For JaMarcus Shephard, Alabama football is “war,” whether it’s on the practice field or on Saturdays. And with that intensity and physicality comes injuries like the lower-body ailment that ended Cole Adams’ season.
It’s part of the game, Shephard said. And with that comes a lesson, one the Alabama wide receivers coach has repeatedly conveyed to his group.
“Stay ready so you don’t have to get ready,” Shephard said. “That’s really been the lesson for them. When your moment comes, you better have prepared in a way that you are at an All-American level of preparation. That’s all I can tell them to do. You never know when your time is coming. You never know.”
It’s what Shephard saw immediately from Ryan Williams.

In one of the Alabama freshman wide receiver’s first practices, Shephard remembers veteran members of his room flocking toward him, saying, ‘Hey, get the ball to No. 2.’
“That’s the thing about here at the University of Alabama,” Shephard said. “These guys, they recognize who is playing at a high level.”
Williams and Germie Bernard have done the heavy lifting in the passing game, combining for 65 of the team’s 146 completions for 1,165 of the team’s 2,033 yards receiving and nine of the team’s 13 total touchdown receptions.
But those two aren’t the only ones producing.
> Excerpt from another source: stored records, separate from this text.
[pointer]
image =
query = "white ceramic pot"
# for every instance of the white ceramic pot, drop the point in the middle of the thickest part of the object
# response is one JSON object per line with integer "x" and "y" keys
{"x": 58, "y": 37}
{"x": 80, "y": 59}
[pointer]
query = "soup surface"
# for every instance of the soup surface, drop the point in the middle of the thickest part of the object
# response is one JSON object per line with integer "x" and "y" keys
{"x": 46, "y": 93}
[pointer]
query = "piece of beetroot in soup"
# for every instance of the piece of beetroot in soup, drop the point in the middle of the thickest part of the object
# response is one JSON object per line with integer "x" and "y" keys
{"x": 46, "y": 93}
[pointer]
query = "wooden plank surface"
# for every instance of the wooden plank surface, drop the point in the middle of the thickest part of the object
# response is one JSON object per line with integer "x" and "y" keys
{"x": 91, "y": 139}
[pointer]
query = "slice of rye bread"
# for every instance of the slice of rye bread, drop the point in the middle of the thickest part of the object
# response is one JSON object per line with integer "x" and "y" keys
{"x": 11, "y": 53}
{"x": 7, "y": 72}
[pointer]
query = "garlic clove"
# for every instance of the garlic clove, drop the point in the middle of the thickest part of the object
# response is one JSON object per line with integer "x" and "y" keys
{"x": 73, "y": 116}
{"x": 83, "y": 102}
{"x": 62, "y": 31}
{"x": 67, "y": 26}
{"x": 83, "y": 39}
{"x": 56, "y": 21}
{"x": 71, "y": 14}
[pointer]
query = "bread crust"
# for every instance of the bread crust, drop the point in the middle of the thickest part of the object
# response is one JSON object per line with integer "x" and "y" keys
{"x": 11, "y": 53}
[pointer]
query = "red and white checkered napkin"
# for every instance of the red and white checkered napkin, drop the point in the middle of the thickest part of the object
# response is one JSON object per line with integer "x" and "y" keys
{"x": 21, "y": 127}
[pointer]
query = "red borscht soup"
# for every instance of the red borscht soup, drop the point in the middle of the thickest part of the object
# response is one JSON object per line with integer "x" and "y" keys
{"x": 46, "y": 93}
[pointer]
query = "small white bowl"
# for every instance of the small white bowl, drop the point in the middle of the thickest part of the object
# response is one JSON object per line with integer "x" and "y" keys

Shephard was focused on the ones that people may not see. Players like Caleb Odom: the former four-star tight end recruit-turned-wide receiver whose growth has been “exponential” and “reliable.”
It’s other young players who are “getting a ton of reps,” receivers that are “consistently getting feedback” on how to improve and how to see the field.
“When you talk to all of these recruits, you know, we played a lot of young guys on this football team,” Shephard said. “A lot of young players have played on this football team, and they’ve played at a high level and given us an opportunity to win football games, OK? And that’s part of the development.”
No matter who is taking the majority of the starting reps for Alabama at wide receiver, whether it’s Williams, Bernard, Kendrick Law or Kobe Prentice, Shephard said the expectation remains the same from the rest of the receiver room with four games left in the regular season.
“They expect each person, whoever’s in there, to play at a high level,” Shephard said. “And so they don’t care who’s doing the work. They just want the work to be done. I don’t really care who pays my bills. I just want my bills paid.”
Alabama will take on LSU at 6:30 p.m. Saturday at Tiger Stadium on ABC.